Jason rose to his feet. He straightened, then put his hands at his side.

“I see. Well, thank you for hearing me out.”

“Yes, of course,” I said.

His eyes strayed to my journal.

“While I’m here, what was the magic you used to cast lightning, the other night?”

I peered at his face, trying to stop my confusion from showing. I’d already mentioned the Storm’s Gate to everyone, hadn’t I? Or had that just been to Adrian?

“It was a cantogram I learned in the library,” I said.

“Like the one that makes heat?”

He was talking about the Winter Hearth. I’d drawn it on a few of the cell walls earlier in the season, when the spring night has still been cold.

“Yes, kind of.”

“Would you teach me it?” he asked.

I took a deep breath. “It’s not something I can teach, really. It’s a complex design that has to be recreated exactly. Learning cartograms just involves a lot of staring and memorizing and drawing.”

I opened my journal to the page where I’d drawn Winter Hearth to use as an example. I held it out, showing it to him.

“This is the Winter Hearth canto, for example,” I said. “It has to be copied exactly for it to work. You’d need to be able to draw a perfect circle to begin, freehand unless you have tools, then ink these lines at the right angles, with the right curves.”
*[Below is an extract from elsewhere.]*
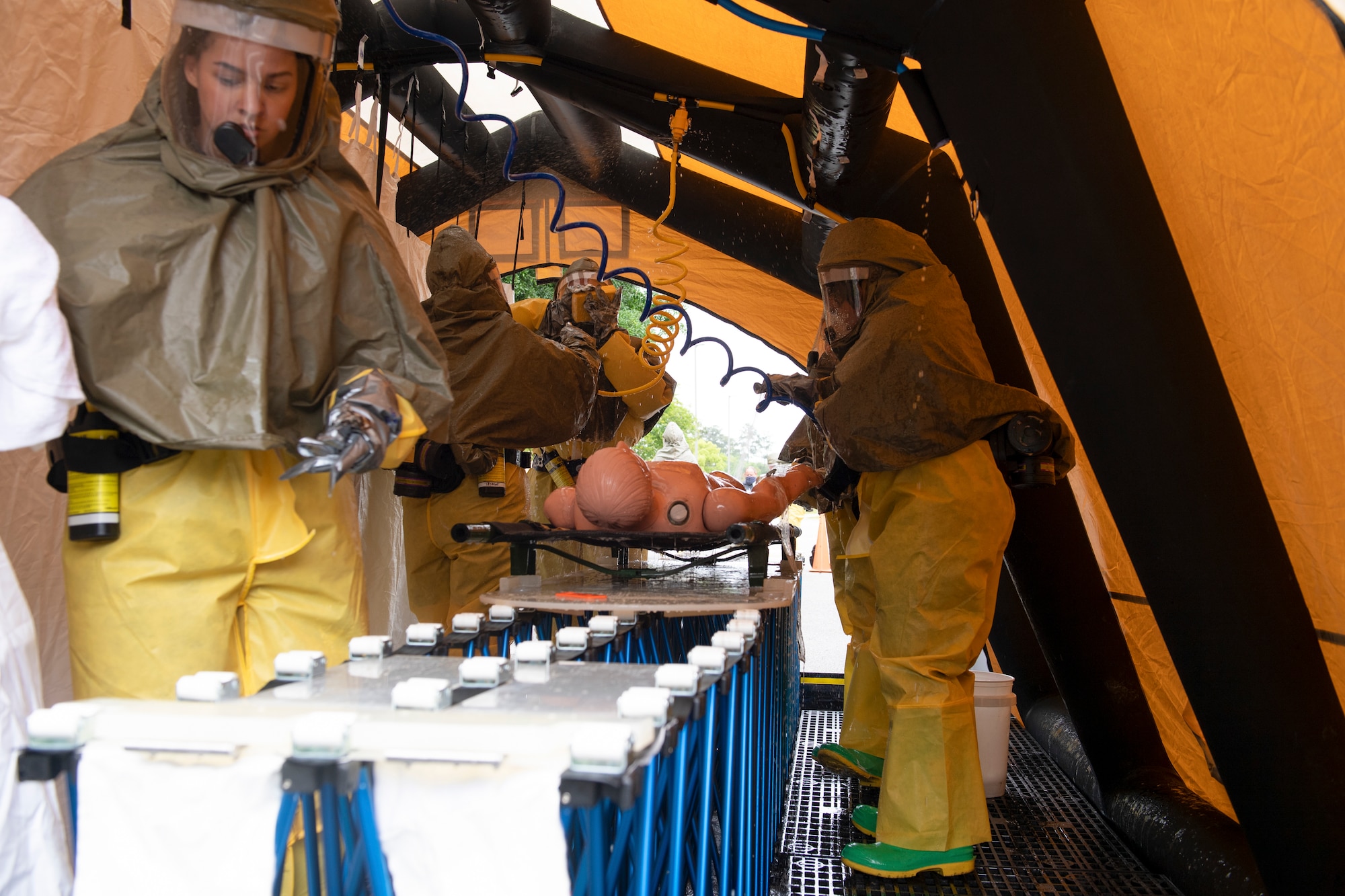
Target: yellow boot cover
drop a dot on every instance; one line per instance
(626, 369)
(446, 577)
(939, 532)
“I see,” he said, peering at it. “Could you make me a copy of the one you used for lightning so I can study it?”

“It’s more than just the design,” I said. “You also need the right materials. You’d have to find a source of maja-infused pigment and make your own maja-infused ink, then it has to be drawn with the right tool.”
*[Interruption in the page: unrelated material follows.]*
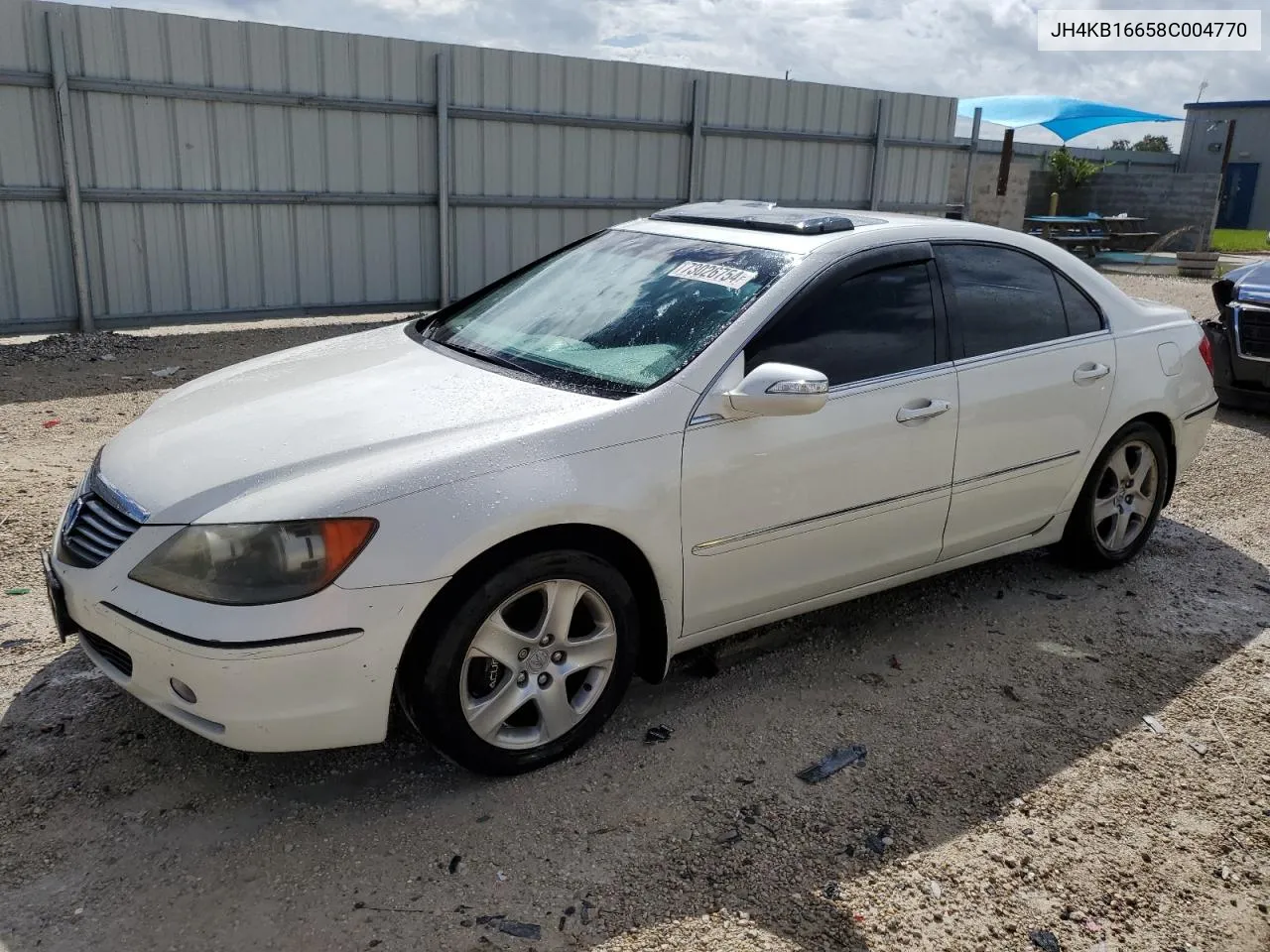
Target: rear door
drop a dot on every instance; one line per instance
(1035, 365)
“Still. If I had a copy, I could practice.”

I stared at him for a few seconds.

“It’s probably the most complicated cantogram I have,” I said. “Let me copy one of the simpler ones for you. When you can recreate it, I’ll draw you the Storm’s Gate.”

He stared down at me. There was something other than friendliness in his eyes, now.
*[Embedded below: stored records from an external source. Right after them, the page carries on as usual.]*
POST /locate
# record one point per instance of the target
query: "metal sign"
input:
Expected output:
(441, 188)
It vanished a second later when he smiled.

“No, that’s all right. Save your paper. I don’t think it’s the area of study for me.” He raised an imaginary cap. “I’ll be on my way. Thank you for hearing me out.”

“No problem,” I said, watching him head for the door.

He left without looking back. I got up a second later and moved Adrian’s rock over to wedge under the door, before returning to my bed.

What was that?

While I was contemplating the weirdness of the conversation, I heard a low hissing coming from the window. It was quiet, almost inaudible, with a cadence that sounded like laughter.

I got up and tried to peer up to see what was making it. The window was too high, so I dragged my bed frame a foot across the floor and stood on the corner, hoisting myself up to look directly out.

The snake spirit was there, caught in a web that stretched across from one edge of the open window frame to the other. The spider spirit was crawling over it, slowly bundling it up in webbing even while it twitched and thrashed.

The hissing wasn’t coming from the snake, but from the spider. It was making gleeful little sounds as it entombed its prey.

With a jolt I realized that the spider spirit was now completely opaque. It was solid. Corporeal. And so was the web.